A new observatory perched high in the Chilean Andes is about to blow the lid off our solar system—and scientists say it’s going to be like switching from a black-and-white TV to 4K color.
The National Science Foundation and Department of Energy project, the Vera C. Rubin Observatory, is slated to begin operations later this year.
Armed with the largest digital camera ever built for astronomy and a sweeping, ultra-sensitive telescope, the observatory is expected to discover millions of previously unknown asteroids, comets, and other planetary leftovers—some of which venture uncomfortably close to our own planet.
Now, researchers led by Meg Schwamb at Queen’s University Belfast have developed an open-source software program, Sorcha, that predicts the discoveries that Rubin may make.
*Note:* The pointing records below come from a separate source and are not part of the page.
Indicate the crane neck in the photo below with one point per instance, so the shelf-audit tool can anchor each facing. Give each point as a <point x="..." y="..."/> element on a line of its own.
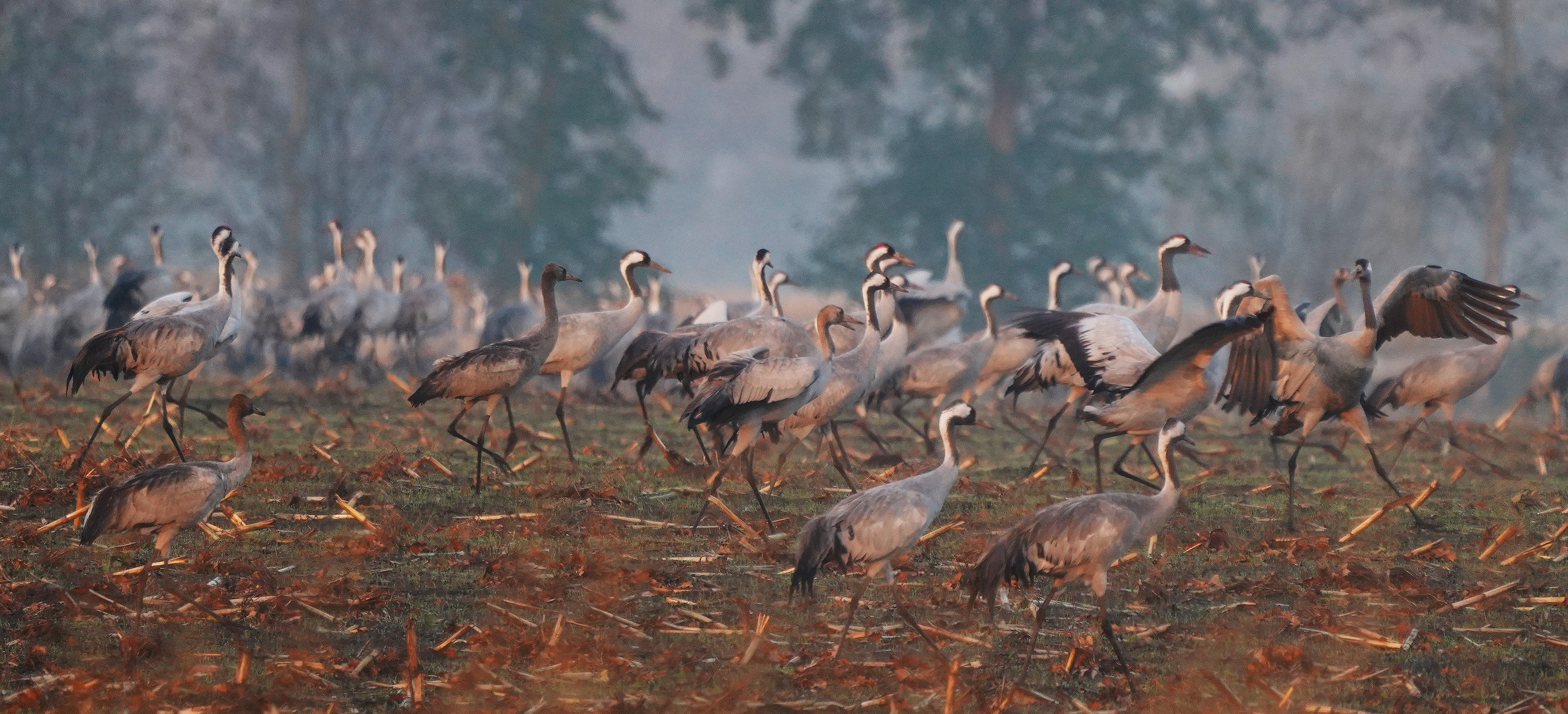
<point x="1169" y="272"/>
<point x="1054" y="291"/>
<point x="955" y="270"/>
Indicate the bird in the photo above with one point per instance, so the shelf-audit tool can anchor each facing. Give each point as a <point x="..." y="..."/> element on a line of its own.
<point x="1308" y="379"/>
<point x="330" y="311"/>
<point x="750" y="391"/>
<point x="879" y="524"/>
<point x="426" y="311"/>
<point x="1012" y="346"/>
<point x="81" y="313"/>
<point x="589" y="337"/>
<point x="1161" y="316"/>
<point x="1078" y="540"/>
<point x="1333" y="316"/>
<point x="850" y="376"/>
<point x="1137" y="387"/>
<point x="1440" y="381"/>
<point x="491" y="372"/>
<point x="159" y="350"/>
<point x="936" y="311"/>
<point x="1548" y="383"/>
<point x="173" y="496"/>
<point x="516" y="317"/>
<point x="135" y="288"/>
<point x="949" y="371"/>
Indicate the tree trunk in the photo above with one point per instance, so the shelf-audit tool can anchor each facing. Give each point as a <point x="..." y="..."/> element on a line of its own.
<point x="292" y="255"/>
<point x="1501" y="173"/>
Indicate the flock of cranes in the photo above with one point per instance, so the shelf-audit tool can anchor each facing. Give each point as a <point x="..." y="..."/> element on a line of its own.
<point x="751" y="372"/>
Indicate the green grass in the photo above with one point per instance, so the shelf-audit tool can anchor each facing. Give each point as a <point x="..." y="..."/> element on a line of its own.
<point x="1239" y="595"/>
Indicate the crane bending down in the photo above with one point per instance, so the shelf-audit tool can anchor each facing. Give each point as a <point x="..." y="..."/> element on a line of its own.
<point x="491" y="372"/>
<point x="159" y="350"/>
<point x="1078" y="540"/>
<point x="1441" y="380"/>
<point x="751" y="391"/>
<point x="589" y="337"/>
<point x="1310" y="379"/>
<point x="876" y="526"/>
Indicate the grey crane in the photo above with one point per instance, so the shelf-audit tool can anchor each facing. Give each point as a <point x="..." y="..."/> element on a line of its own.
<point x="589" y="337"/>
<point x="949" y="371"/>
<point x="426" y="311"/>
<point x="1161" y="316"/>
<point x="159" y="350"/>
<point x="1440" y="381"/>
<point x="750" y="391"/>
<point x="135" y="288"/>
<point x="1333" y="316"/>
<point x="81" y="313"/>
<point x="1140" y="388"/>
<point x="1308" y="379"/>
<point x="491" y="372"/>
<point x="173" y="496"/>
<point x="1078" y="540"/>
<point x="330" y="311"/>
<point x="516" y="317"/>
<point x="850" y="376"/>
<point x="936" y="311"/>
<point x="1012" y="346"/>
<point x="1548" y="383"/>
<point x="876" y="526"/>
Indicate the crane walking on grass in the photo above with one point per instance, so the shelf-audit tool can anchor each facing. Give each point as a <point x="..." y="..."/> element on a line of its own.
<point x="1078" y="540"/>
<point x="493" y="371"/>
<point x="876" y="526"/>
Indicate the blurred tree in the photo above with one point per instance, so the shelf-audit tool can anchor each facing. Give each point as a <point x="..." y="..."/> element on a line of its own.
<point x="81" y="156"/>
<point x="558" y="104"/>
<point x="1045" y="124"/>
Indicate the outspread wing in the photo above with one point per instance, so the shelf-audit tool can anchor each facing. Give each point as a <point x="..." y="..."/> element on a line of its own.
<point x="1434" y="301"/>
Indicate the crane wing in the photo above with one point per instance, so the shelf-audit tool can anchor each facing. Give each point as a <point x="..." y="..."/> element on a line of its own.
<point x="1192" y="354"/>
<point x="1107" y="350"/>
<point x="1434" y="301"/>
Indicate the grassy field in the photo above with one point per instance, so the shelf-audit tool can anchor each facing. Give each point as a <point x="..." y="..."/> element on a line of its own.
<point x="568" y="603"/>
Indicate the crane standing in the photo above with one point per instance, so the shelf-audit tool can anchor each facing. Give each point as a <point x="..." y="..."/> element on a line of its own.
<point x="1078" y="540"/>
<point x="491" y="372"/>
<point x="876" y="526"/>
<point x="159" y="350"/>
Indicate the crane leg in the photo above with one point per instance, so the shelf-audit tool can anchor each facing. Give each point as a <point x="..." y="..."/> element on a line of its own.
<point x="751" y="479"/>
<point x="1098" y="438"/>
<point x="1033" y="637"/>
<point x="842" y="456"/>
<point x="855" y="602"/>
<point x="96" y="429"/>
<point x="1051" y="426"/>
<point x="511" y="424"/>
<point x="1115" y="647"/>
<point x="1128" y="475"/>
<point x="1382" y="473"/>
<point x="168" y="429"/>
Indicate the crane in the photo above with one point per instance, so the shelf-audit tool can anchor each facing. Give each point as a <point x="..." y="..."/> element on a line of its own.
<point x="1440" y="381"/>
<point x="1308" y="379"/>
<point x="491" y="372"/>
<point x="589" y="337"/>
<point x="876" y="526"/>
<point x="751" y="391"/>
<point x="1078" y="540"/>
<point x="159" y="350"/>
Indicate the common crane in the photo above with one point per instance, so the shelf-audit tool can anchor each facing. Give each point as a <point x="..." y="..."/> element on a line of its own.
<point x="491" y="372"/>
<point x="1078" y="540"/>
The papers describing the software and the associated predictions are available on the preprint server arXiv.
“With this data, we’ll be able to update the textbooks of solar system formation and vastly improve our ability to spot—and potentially deflect—the asteroids that could threaten Earth,” said Mario Juric, a member of the team and an astronomer at the University of Washington, in a university release.
Sorcha models the solar system’s current structure, then projects what Rubin is likely to see, based on its planned observations. It’s the first end-to-end simulator for Rubin, meaning that it models expectations from simulated photons of light from distant sources to the expected science to come from those findings.